Scheduler

The Airflow scheduler monitors all tasks and DAGs, then triggers the task instances once their dependencies are complete. Behind the scenes, the scheduler spins up a subprocess, which monitors and stays in sync with all DAGs in the specified DAG directory. Once per minute, by default, the scheduler collects DAG parsing results and checks whether any active tasks can be triggered.

The Airflow scheduler is designed to run as a persistent service in an Airflow production environment. To kick it off, all you need to do is execute the airflow scheduler command. It uses the configuration specified in airflow.cfg.

The scheduler uses the configured Executor to run tasks that are ready.

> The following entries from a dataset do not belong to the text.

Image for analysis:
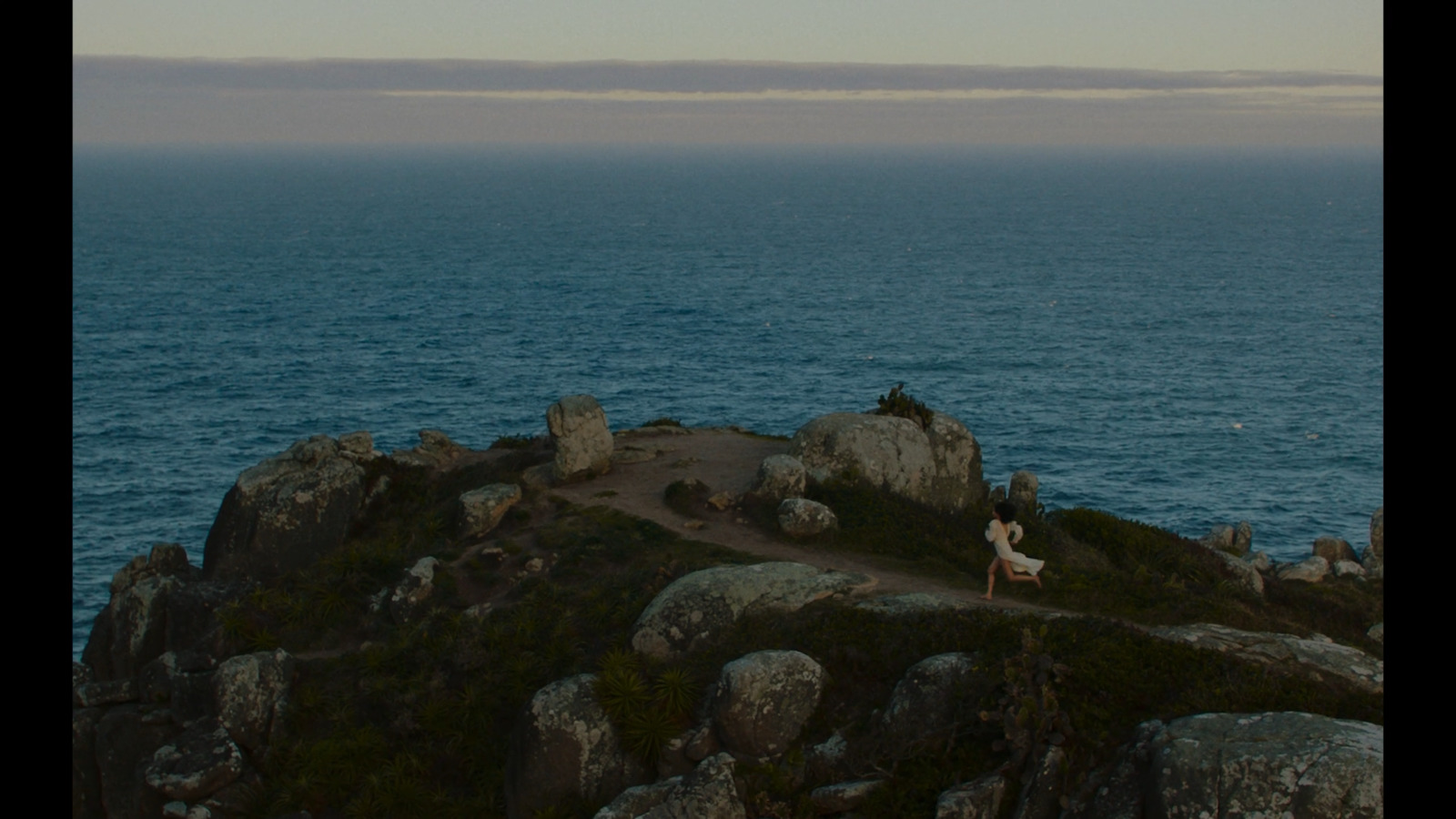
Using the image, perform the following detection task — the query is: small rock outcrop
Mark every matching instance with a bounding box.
[82,543,197,681]
[546,395,613,484]
[789,412,986,511]
[505,673,651,819]
[748,455,808,501]
[460,484,521,538]
[1148,622,1385,693]
[712,652,824,756]
[777,497,839,538]
[1310,535,1360,565]
[632,562,875,659]
[1360,506,1385,577]
[202,436,364,580]
[1006,470,1039,521]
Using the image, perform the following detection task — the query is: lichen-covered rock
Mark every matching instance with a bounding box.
[505,673,651,819]
[1146,713,1385,819]
[632,562,876,659]
[546,395,612,482]
[202,436,364,580]
[460,484,521,538]
[213,649,296,753]
[389,555,444,622]
[712,652,824,756]
[82,543,197,681]
[810,780,885,814]
[881,652,996,752]
[748,455,808,501]
[935,774,1006,819]
[1274,555,1330,583]
[594,753,747,819]
[1310,535,1360,564]
[1006,470,1039,521]
[789,412,986,511]
[1360,506,1385,577]
[1148,622,1385,693]
[146,719,243,802]
[777,497,839,538]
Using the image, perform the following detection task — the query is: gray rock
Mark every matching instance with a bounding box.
[810,780,885,814]
[546,395,612,482]
[632,562,876,659]
[879,652,996,753]
[1330,560,1369,577]
[82,543,197,681]
[202,436,364,580]
[1233,521,1254,555]
[1243,552,1274,571]
[935,774,1006,819]
[1145,713,1385,819]
[460,484,521,538]
[1148,622,1385,693]
[505,673,651,819]
[1006,470,1039,521]
[146,719,243,802]
[1312,535,1360,564]
[748,455,808,501]
[1274,555,1330,583]
[777,497,839,538]
[213,649,296,753]
[389,555,444,622]
[789,412,986,511]
[712,652,824,756]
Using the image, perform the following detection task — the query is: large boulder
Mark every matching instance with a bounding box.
[789,412,986,511]
[546,395,612,482]
[881,652,996,752]
[777,497,839,538]
[632,562,876,659]
[1148,622,1385,693]
[213,649,297,753]
[82,543,197,681]
[748,455,808,501]
[1145,713,1385,819]
[202,436,364,580]
[712,652,824,756]
[505,673,651,819]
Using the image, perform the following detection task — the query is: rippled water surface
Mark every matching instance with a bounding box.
[71,148,1385,656]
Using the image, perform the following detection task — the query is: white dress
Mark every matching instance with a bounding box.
[986,518,1046,577]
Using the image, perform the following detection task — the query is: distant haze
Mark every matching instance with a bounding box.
[71,56,1385,146]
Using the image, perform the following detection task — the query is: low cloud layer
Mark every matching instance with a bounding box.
[71,56,1383,146]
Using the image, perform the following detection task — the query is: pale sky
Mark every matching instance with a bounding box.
[71,0,1385,76]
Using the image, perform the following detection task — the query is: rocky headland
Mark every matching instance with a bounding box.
[71,388,1385,819]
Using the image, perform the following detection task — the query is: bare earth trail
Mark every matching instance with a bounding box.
[551,427,1070,613]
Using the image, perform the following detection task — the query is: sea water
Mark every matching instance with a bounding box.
[71,147,1385,656]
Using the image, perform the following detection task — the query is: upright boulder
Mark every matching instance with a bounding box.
[546,395,612,482]
[505,673,651,819]
[82,543,197,681]
[789,412,986,511]
[202,436,364,580]
[713,652,824,756]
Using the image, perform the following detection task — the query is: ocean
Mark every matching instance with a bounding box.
[71,146,1385,657]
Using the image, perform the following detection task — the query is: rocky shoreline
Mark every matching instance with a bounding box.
[71,392,1383,819]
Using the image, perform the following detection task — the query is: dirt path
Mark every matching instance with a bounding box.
[551,429,1050,611]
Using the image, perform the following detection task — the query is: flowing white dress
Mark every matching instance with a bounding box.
[986,518,1046,576]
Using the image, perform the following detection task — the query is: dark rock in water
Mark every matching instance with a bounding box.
[82,543,197,681]
[505,673,651,819]
[202,436,364,580]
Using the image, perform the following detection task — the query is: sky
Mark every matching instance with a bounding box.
[71,0,1385,146]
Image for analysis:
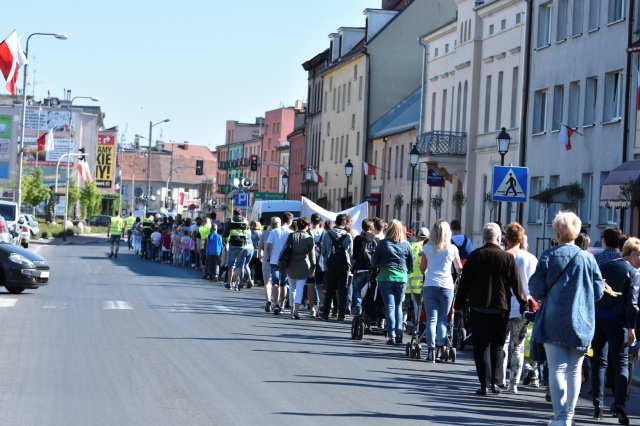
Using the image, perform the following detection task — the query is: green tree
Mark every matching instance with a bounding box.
[22,167,51,211]
[80,182,102,217]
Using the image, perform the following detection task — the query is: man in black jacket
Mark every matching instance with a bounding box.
[591,238,640,425]
[455,223,527,395]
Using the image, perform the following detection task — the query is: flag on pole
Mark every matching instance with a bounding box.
[558,123,574,151]
[362,161,376,176]
[0,30,28,96]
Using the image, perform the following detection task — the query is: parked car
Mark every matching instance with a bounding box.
[84,215,111,226]
[0,217,50,294]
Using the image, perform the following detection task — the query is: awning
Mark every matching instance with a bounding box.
[600,160,640,209]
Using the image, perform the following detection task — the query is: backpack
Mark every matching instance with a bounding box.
[326,232,351,272]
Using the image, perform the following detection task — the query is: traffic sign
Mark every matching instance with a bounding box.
[492,166,529,203]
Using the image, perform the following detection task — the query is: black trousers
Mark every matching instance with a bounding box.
[471,309,509,388]
[322,270,348,319]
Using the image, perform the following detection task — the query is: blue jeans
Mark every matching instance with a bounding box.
[378,281,407,339]
[351,271,371,313]
[422,286,453,348]
[544,342,584,425]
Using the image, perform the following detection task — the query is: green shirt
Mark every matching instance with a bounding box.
[378,268,407,283]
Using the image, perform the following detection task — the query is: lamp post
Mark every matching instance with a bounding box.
[304,167,313,199]
[18,33,69,212]
[63,96,100,241]
[496,127,511,223]
[144,118,169,217]
[344,159,353,208]
[409,145,420,230]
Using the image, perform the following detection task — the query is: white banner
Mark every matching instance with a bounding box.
[300,197,369,232]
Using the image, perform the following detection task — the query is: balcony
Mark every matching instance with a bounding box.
[418,130,467,182]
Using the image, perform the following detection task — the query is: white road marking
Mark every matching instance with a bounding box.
[0,299,18,308]
[102,300,133,309]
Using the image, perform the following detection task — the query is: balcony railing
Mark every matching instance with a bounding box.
[418,130,467,157]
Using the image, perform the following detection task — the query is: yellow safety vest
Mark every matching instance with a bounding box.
[109,216,123,235]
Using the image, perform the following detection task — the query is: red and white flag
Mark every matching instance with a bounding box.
[362,161,376,176]
[37,129,55,151]
[558,123,574,151]
[0,30,28,96]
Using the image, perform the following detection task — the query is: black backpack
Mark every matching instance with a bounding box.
[326,232,351,271]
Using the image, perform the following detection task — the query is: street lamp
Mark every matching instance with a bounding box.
[63,96,100,241]
[496,127,511,223]
[409,145,420,230]
[144,118,169,217]
[344,160,353,208]
[18,33,69,212]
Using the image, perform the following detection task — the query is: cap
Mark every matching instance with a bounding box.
[418,228,429,238]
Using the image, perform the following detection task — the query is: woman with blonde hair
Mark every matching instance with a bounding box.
[420,219,462,362]
[371,219,413,345]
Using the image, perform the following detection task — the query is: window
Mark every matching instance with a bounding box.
[483,75,491,133]
[607,0,625,24]
[583,77,598,126]
[571,0,584,36]
[589,0,600,31]
[538,3,552,48]
[551,84,564,130]
[556,0,569,41]
[532,89,547,134]
[567,81,580,127]
[602,71,624,122]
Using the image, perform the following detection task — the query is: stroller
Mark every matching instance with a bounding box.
[351,274,386,340]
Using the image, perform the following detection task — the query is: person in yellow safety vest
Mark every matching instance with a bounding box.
[403,228,429,330]
[107,212,124,259]
[124,212,136,250]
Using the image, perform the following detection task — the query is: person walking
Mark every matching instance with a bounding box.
[286,217,316,319]
[371,219,413,345]
[420,219,462,362]
[528,212,604,425]
[591,238,640,425]
[502,222,538,393]
[452,223,527,395]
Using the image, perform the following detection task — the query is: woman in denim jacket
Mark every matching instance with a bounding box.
[529,212,604,425]
[371,219,413,345]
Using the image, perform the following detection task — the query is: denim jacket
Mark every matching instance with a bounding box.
[371,239,413,271]
[529,244,604,352]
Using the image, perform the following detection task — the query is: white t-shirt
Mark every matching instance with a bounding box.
[422,244,458,290]
[267,226,291,265]
[509,251,538,318]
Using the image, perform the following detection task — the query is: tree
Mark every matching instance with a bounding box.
[80,182,102,217]
[22,167,51,211]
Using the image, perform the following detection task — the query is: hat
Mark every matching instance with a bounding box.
[418,228,429,238]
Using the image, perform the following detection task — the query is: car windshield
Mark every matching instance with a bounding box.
[0,204,16,220]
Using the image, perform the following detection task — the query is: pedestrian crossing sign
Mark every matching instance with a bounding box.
[492,166,529,203]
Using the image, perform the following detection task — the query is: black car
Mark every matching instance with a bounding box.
[0,242,49,294]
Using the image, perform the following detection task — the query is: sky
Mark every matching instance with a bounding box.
[0,0,381,149]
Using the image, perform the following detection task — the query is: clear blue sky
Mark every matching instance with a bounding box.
[0,0,381,148]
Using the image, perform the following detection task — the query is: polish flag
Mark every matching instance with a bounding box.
[558,123,574,151]
[362,161,376,176]
[38,129,55,151]
[0,30,28,96]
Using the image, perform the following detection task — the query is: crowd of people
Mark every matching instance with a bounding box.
[110,209,640,425]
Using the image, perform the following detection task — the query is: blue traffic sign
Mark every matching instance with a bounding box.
[491,166,529,203]
[233,192,249,207]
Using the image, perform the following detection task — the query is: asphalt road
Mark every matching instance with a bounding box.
[0,236,640,426]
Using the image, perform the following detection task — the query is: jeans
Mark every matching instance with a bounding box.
[378,281,407,339]
[544,342,584,425]
[471,308,509,389]
[422,286,453,348]
[351,271,371,312]
[502,317,529,385]
[591,318,629,407]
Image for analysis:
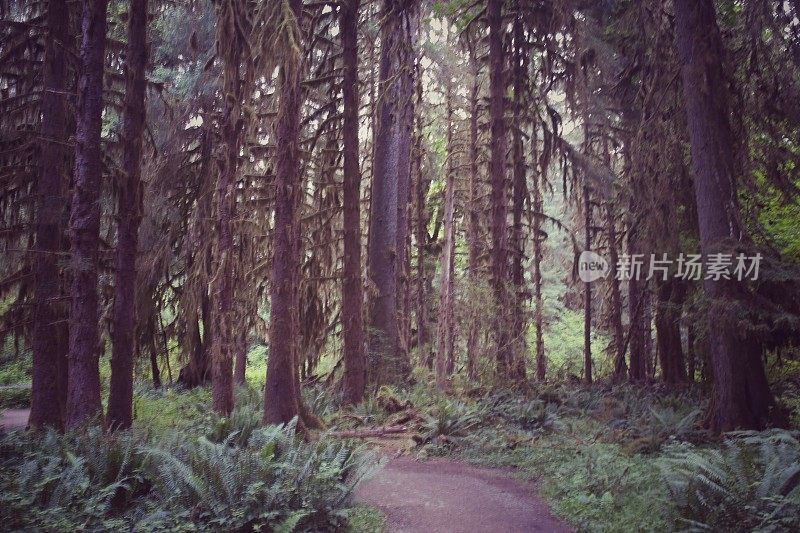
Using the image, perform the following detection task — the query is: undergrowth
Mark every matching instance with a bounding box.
[0,402,378,531]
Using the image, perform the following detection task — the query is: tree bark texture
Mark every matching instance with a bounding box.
[339,0,367,404]
[29,0,72,429]
[108,0,148,429]
[67,0,108,428]
[675,0,774,431]
[264,0,303,424]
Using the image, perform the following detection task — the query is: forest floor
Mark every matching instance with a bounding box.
[356,457,573,533]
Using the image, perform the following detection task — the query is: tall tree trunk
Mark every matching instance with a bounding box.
[211,2,244,415]
[486,0,511,378]
[148,316,161,389]
[605,200,627,381]
[655,279,686,385]
[414,61,431,365]
[339,0,367,404]
[628,210,647,383]
[583,185,592,383]
[29,0,71,429]
[686,323,697,383]
[108,0,148,429]
[467,41,480,379]
[510,11,527,380]
[675,0,774,431]
[531,158,547,381]
[233,328,247,385]
[264,0,303,424]
[436,78,455,389]
[67,0,108,428]
[178,136,213,388]
[368,0,416,383]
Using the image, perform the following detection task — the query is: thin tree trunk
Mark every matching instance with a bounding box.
[605,201,627,381]
[675,0,774,431]
[436,77,455,389]
[67,0,108,428]
[628,210,647,383]
[467,41,480,379]
[583,185,592,383]
[414,62,431,365]
[108,0,148,429]
[29,0,71,429]
[531,166,547,381]
[655,280,686,385]
[149,316,161,389]
[486,0,511,378]
[510,12,527,380]
[264,0,303,425]
[211,3,244,415]
[233,328,247,385]
[339,0,367,404]
[686,324,697,383]
[368,0,416,383]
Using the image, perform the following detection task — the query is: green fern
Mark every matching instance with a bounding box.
[664,430,800,531]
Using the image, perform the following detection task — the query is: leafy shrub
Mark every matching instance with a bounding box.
[0,416,375,531]
[415,400,483,444]
[0,428,147,531]
[664,430,800,532]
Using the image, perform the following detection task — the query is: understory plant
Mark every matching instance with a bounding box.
[0,422,377,531]
[664,430,800,532]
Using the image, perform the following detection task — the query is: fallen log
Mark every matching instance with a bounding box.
[328,426,408,439]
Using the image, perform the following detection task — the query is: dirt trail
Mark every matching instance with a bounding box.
[356,457,574,533]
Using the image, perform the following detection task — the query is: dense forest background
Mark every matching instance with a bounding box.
[0,0,800,531]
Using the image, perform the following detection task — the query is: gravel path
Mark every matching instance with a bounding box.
[356,457,574,533]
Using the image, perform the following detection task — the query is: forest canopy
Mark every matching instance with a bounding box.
[0,0,800,531]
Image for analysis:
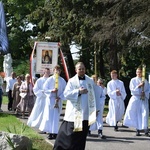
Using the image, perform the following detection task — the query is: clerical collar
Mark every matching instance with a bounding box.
[79,76,85,80]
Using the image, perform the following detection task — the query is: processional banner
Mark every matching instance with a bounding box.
[30,42,59,77]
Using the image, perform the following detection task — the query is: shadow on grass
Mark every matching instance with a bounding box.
[0,113,10,117]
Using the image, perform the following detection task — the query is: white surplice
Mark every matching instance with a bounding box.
[64,74,99,122]
[27,77,48,128]
[90,85,106,131]
[123,77,149,130]
[106,79,126,126]
[39,75,66,134]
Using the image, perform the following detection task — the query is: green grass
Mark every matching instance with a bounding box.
[0,113,52,150]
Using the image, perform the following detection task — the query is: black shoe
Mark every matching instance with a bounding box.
[47,133,54,140]
[114,126,118,131]
[136,130,141,136]
[98,130,106,139]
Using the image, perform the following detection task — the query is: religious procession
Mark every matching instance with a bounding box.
[0,0,150,150]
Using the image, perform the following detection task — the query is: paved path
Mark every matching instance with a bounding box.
[2,105,150,150]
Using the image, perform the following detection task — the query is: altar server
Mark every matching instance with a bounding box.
[123,68,149,136]
[39,65,66,140]
[27,68,50,130]
[106,70,126,131]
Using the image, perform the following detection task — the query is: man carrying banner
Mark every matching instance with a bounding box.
[54,62,99,150]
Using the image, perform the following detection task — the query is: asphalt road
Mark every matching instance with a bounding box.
[2,105,150,150]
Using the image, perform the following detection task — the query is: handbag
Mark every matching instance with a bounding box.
[19,93,27,98]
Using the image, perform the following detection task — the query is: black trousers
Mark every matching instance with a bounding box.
[7,90,13,110]
[53,120,89,150]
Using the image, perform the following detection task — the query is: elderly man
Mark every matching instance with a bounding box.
[54,62,99,150]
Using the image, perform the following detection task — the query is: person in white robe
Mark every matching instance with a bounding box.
[39,65,66,140]
[123,67,149,136]
[88,76,106,139]
[53,62,98,150]
[27,68,50,130]
[106,70,126,131]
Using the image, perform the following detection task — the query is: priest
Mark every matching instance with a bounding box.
[54,62,98,150]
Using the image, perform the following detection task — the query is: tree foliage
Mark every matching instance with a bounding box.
[0,0,150,78]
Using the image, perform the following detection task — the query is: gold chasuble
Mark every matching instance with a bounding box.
[54,73,59,108]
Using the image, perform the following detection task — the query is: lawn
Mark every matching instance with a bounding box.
[0,113,52,150]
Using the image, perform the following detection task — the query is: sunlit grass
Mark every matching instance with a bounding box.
[0,113,52,150]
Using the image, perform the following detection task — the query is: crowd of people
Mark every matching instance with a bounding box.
[0,62,150,150]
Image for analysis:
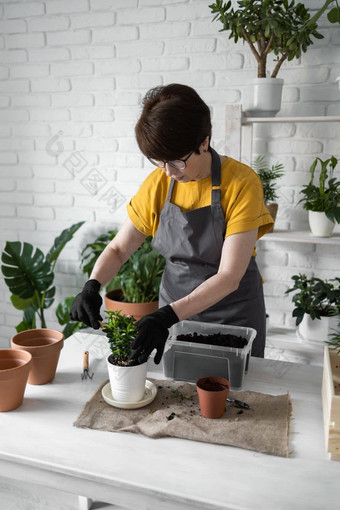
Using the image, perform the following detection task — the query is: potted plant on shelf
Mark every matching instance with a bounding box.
[299,156,340,237]
[209,0,323,117]
[81,230,165,320]
[286,273,340,347]
[322,313,340,460]
[253,156,284,232]
[102,310,147,403]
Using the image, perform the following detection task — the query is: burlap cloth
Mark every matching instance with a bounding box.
[74,379,291,457]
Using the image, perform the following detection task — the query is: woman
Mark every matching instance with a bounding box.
[70,84,273,363]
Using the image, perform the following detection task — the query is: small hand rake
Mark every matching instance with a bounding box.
[81,351,94,380]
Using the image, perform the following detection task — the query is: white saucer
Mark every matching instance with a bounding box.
[102,379,157,409]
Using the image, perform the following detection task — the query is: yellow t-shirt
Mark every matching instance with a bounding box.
[127,153,274,255]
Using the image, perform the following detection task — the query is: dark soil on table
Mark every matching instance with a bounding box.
[176,333,248,349]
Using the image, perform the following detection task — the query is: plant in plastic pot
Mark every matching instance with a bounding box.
[103,310,147,402]
[81,230,165,320]
[209,0,323,116]
[299,156,340,237]
[286,274,340,345]
[252,156,284,232]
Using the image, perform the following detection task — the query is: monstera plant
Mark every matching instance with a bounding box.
[1,221,84,338]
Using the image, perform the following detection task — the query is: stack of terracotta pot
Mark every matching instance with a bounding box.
[0,328,64,411]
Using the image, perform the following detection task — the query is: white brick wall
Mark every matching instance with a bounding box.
[0,0,340,346]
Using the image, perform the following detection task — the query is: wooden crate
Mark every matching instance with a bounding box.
[322,346,340,460]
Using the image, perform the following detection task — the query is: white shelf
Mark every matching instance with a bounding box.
[242,112,340,124]
[258,230,340,246]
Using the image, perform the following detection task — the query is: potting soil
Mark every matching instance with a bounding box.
[176,333,248,349]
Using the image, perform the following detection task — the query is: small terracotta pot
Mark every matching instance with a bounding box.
[0,349,32,411]
[196,377,230,418]
[11,328,64,384]
[105,289,158,321]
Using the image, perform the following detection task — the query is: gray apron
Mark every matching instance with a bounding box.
[152,149,266,357]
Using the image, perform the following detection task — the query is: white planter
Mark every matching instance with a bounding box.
[308,211,335,237]
[107,359,147,402]
[298,313,337,346]
[246,78,283,117]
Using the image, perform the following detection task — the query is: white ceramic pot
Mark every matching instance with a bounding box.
[107,359,147,402]
[246,78,283,117]
[308,211,335,237]
[298,313,337,346]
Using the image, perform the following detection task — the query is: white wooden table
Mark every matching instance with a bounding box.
[0,333,340,510]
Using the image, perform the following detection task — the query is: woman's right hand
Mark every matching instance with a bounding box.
[70,280,103,329]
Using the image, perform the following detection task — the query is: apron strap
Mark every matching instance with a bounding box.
[166,179,175,202]
[211,148,221,205]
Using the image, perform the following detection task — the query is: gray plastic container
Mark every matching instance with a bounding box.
[163,321,256,390]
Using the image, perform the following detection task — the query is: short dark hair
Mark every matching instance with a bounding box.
[135,83,211,161]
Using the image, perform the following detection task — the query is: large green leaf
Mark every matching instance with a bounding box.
[11,294,34,310]
[15,306,37,333]
[1,241,54,299]
[40,287,55,308]
[46,221,85,263]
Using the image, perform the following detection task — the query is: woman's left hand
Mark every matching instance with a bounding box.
[129,305,179,365]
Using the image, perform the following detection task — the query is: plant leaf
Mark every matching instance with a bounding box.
[1,241,54,299]
[46,221,85,263]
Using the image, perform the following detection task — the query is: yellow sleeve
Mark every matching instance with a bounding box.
[225,168,274,239]
[126,168,169,236]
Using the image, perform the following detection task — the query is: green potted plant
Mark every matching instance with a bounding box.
[299,156,340,237]
[102,310,147,403]
[1,221,84,338]
[253,156,284,232]
[322,310,340,460]
[81,230,165,320]
[286,273,340,346]
[209,0,323,117]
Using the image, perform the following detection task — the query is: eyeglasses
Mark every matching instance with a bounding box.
[149,151,194,170]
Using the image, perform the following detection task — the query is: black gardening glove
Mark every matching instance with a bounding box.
[70,280,103,329]
[129,305,179,365]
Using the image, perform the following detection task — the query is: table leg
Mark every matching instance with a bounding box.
[78,496,92,510]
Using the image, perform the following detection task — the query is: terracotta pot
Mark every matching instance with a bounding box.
[266,202,279,234]
[0,349,32,411]
[196,377,230,418]
[11,328,64,384]
[105,289,158,321]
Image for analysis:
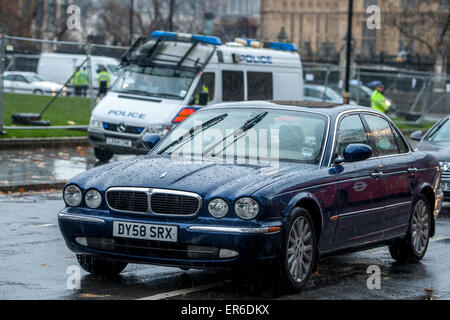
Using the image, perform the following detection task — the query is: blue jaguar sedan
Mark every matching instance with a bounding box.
[58,101,443,289]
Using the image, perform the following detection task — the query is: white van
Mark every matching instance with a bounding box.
[37,53,119,89]
[88,31,303,161]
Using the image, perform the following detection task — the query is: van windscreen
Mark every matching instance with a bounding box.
[112,65,196,100]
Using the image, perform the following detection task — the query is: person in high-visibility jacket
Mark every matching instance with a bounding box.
[72,68,82,96]
[98,68,111,97]
[371,82,391,113]
[194,84,209,104]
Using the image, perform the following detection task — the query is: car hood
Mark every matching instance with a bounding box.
[68,156,317,198]
[416,141,450,161]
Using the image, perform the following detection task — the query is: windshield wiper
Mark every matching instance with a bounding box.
[157,113,228,155]
[119,89,155,97]
[203,111,268,157]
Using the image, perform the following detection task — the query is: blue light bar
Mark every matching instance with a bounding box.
[151,31,222,46]
[269,42,298,52]
[152,31,177,40]
[192,34,222,46]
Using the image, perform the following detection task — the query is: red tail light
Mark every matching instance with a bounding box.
[172,108,197,123]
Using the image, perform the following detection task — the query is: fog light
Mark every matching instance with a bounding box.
[219,249,239,258]
[75,237,87,247]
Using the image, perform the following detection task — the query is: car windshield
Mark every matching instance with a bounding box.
[427,119,450,143]
[152,108,327,164]
[112,65,196,100]
[24,74,44,82]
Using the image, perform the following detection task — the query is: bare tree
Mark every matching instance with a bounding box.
[383,0,450,72]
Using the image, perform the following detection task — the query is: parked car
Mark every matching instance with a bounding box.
[37,52,119,89]
[411,115,450,201]
[3,71,67,94]
[303,84,356,105]
[58,101,443,289]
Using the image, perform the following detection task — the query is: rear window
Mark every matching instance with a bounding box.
[247,72,273,100]
[222,71,244,101]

To start a scheduler, simply run the command:

airflow scheduler

Your DAGs will start executing once the scheduler is running successfully.

Note

The first DAG Run is created based on the minimum start_date for the tasks in your DAG. Subsequent DAG Runs are created by the scheduler process, based on your DAG’s schedule_interval, sequentially.

The scheduler won’t trigger your tasks until the period it covers has ended e.g., A job with schedule_interval set as @daily runs after the day has ended. This technique makes sure that whatever data is required for that period is fully available before the dag is executed. In the UI, it appears as if Airflow is running your tasks a day late

Note

If you run a DAG on a schedule_interval of one day, the run with execution_date 2019-11-21 triggers soon after 2019-11-21T23:59.

Let’s Repeat That, the scheduler runs your job one schedule_interval AFTER the start date, at the END of the period.

You should refer to DAG Runs for details on scheduling a DAG.

Triggering DAG with Future Date

If you want to use ‘external trigger’ to run future-dated execution dates, set allow_trigger_in_future = True in scheduler section in airflow.cfg. This only has effect if your DAG has no schedule_interval. If you keep default allow_trigger_in_future = False and try ‘external trigger’ to run future-dated execution dates, the scheduler won’t execute it now but the scheduler will execute it in the future once the current date rolls over to the execution date.